On Being a Hedgewitch Vol.1

On Being a Hedgewitch Vol.1

It’s poplar bud season again. Despite the snow and rain and their branches breaking in the winds, the buds of the poplar trees signal the first strains of Spring’s sap rising. They may look water-logged or brittle in appearance, but on closer inspection you will find bright amber-red tears of resin forming in the folds of the tight mahogany buds.
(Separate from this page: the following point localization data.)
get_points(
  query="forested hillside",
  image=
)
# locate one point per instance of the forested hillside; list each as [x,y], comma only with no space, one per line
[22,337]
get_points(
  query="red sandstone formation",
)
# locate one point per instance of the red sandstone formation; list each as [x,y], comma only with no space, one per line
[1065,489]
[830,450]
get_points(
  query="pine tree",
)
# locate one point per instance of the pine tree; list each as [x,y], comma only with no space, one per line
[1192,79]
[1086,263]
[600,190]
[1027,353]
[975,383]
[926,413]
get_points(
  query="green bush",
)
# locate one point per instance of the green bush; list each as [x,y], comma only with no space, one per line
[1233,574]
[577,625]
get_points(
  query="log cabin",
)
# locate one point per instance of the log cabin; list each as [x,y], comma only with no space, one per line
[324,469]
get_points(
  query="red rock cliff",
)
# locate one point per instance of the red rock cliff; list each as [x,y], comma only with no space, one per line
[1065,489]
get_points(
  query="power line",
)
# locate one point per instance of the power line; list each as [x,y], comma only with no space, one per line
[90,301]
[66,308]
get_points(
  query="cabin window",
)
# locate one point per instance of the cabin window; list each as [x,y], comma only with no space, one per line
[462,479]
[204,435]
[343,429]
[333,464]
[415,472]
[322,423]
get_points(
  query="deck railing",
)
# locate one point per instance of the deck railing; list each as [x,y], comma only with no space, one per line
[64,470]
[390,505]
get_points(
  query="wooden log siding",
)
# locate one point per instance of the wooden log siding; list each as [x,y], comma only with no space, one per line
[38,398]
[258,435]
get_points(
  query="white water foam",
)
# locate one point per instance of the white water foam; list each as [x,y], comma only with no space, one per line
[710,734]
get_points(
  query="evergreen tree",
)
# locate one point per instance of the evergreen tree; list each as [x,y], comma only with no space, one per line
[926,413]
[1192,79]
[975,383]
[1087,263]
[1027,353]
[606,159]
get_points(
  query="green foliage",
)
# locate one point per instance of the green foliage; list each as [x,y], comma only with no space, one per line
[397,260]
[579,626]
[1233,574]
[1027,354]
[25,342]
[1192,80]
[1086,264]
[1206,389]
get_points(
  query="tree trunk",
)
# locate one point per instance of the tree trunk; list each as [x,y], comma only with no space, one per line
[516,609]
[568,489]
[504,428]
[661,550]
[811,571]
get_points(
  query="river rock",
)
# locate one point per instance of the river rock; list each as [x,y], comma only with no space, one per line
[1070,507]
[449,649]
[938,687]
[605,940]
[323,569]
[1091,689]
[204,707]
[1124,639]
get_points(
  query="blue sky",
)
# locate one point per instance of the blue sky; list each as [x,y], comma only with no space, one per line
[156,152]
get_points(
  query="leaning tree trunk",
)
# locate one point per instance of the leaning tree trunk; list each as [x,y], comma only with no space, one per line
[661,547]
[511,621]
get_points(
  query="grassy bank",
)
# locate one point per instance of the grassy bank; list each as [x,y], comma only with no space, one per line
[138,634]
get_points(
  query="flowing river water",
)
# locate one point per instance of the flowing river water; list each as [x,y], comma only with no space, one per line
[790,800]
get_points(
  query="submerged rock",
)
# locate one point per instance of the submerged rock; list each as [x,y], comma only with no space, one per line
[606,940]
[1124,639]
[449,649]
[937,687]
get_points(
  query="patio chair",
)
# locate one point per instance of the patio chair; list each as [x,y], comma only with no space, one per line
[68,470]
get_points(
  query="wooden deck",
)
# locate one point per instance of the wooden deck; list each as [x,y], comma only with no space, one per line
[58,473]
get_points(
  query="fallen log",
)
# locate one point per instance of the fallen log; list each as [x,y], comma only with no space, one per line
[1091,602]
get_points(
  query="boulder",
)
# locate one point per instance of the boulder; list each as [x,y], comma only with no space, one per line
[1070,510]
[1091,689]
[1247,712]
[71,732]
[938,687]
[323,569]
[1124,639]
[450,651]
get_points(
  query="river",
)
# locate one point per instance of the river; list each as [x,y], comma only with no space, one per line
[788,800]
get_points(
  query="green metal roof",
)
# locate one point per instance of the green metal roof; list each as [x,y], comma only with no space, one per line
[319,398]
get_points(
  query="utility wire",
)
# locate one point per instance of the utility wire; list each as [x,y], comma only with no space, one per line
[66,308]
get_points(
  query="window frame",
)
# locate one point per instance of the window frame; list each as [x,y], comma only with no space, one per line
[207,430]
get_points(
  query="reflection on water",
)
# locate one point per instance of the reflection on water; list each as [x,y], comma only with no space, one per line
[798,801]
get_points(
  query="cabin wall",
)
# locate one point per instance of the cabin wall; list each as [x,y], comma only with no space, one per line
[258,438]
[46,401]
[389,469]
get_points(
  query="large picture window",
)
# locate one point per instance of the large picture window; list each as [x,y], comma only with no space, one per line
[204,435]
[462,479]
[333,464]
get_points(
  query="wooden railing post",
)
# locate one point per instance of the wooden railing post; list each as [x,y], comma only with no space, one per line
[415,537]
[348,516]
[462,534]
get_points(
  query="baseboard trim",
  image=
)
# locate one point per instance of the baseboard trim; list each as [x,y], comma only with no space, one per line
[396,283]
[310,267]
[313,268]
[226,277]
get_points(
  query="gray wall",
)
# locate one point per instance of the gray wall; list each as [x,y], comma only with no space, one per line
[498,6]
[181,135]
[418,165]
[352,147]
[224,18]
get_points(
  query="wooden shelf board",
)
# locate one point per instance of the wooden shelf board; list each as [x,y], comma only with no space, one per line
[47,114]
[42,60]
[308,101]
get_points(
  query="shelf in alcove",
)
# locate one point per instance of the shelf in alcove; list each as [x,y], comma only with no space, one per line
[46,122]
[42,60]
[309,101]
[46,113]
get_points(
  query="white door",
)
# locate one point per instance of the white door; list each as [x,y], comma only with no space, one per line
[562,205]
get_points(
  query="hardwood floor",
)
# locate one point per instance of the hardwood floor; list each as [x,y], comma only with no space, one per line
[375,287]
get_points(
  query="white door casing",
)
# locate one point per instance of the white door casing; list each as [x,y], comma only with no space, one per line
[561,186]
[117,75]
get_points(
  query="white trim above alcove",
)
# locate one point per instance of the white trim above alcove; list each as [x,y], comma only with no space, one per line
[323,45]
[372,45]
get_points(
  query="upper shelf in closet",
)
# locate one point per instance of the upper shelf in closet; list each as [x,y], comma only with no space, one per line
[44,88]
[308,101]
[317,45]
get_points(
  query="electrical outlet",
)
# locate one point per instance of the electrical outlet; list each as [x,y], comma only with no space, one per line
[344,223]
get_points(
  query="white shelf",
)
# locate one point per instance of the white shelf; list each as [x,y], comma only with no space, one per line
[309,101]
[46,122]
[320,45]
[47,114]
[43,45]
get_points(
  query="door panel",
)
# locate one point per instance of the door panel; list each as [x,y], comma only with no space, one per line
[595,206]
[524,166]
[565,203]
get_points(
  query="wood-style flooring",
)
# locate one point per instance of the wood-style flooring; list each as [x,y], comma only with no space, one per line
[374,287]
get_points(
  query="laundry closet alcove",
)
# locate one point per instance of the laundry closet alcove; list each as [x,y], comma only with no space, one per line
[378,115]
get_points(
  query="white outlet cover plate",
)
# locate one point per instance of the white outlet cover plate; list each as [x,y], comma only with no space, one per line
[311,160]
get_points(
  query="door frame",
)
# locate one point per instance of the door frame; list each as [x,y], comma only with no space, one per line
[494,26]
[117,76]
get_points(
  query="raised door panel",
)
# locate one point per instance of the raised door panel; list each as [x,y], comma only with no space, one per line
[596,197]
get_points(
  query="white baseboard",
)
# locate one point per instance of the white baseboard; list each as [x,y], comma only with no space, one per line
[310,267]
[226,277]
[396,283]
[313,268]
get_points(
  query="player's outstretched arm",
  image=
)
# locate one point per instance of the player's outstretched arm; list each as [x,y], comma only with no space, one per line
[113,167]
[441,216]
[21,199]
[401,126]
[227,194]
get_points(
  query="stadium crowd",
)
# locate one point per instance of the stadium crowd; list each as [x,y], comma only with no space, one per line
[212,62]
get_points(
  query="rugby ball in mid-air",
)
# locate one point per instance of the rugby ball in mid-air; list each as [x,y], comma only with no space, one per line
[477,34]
The ethical way to harvest poplar buds is to scavenge the ground for broken limbs after a late winter storm. The best way to identify these branches in the storm-tossed mulch of leaves, alder limbs, and blackberry brambles is to hold a small twig of poplar like a divining rod; with the gnarled and mottled grey brown of the twig’s bark in the foreground of my vision I can more easily pick out the larger branches on the forest floor. I always feel triumphant, like I’ve solved a mystery, when I discover a small mountain of poplar branches lying in plain sight.

I took a friend out harvesting last season. As we wandered through the woods, she mentioned she had read my newsletter musings on “liminal space” and was struck by a correlation between this interest and my altar-ego’s name, Hedgewitch. She said that in permaculture terms, a hedgerow is considered a liminal, or transitional, space where wild nature meets agriculture. Hedgerows that divide fields are places that house birds and insects, as well as wild plants and medicinal weeds. Hedgerows nurture diversity.

Previously, I had imagined liminal space as a place made of iridescent particles; a city of clouds filled with dispersed, non-physical energy. Applying the term “diversity” to liminal space transformed it into a kinetic, even frenetic, technicolour landscape. A Hedgewitch may, and must, also exist in an active and robust, really REAL space.

When I chose Hedgewitch as a handle it was because I knew there was lore that they could move between the realms of the physical and non-physical, between the wisdom of plant medicine and scientific medicine, between intuitive knowing and empirical understanding; taking in what they need and weaving the knowledge of both realms together. Not surprisingly, the healer, the Hedgewitch, tended to live at the edge of their community—at the hedgerow.

I’ve always associated these witches, or all witches, with crows and ravens. Many cultures know these blackbirds to be shapeshifters; they travel back and forth through dimensions with ease and without notice. I wonder if calling them spaceshifters would be more apt. In my imaginings, a crow doesn’t morph into a different creature to fly across the dream or spiritual plane. I feel certain that they would still look like crows; they are at home in every realm.

When I lean into my practice of herbalism, perfumery, and esotericism I often feel isolated; like I am inhabiting a spaceless space—a liminal space. Although romantic and mystical, I am also a fleshy entity that exists in the real world of laundry, disappointment, and miscommunication. But now I understand, as a Hedgewitch, a liminal space is one of fecundity, vitality and diversity. It seems bloody obvious to me now. The poplar bud harvest heralds the beginning of the season when the last thing you can do in my kitchen is eat; every surface will be covered with drying herbs, bottles, and scribbled formulae. As a Hedgewitch, I am a spaceshifter. Like the crows, I have a place in both realms.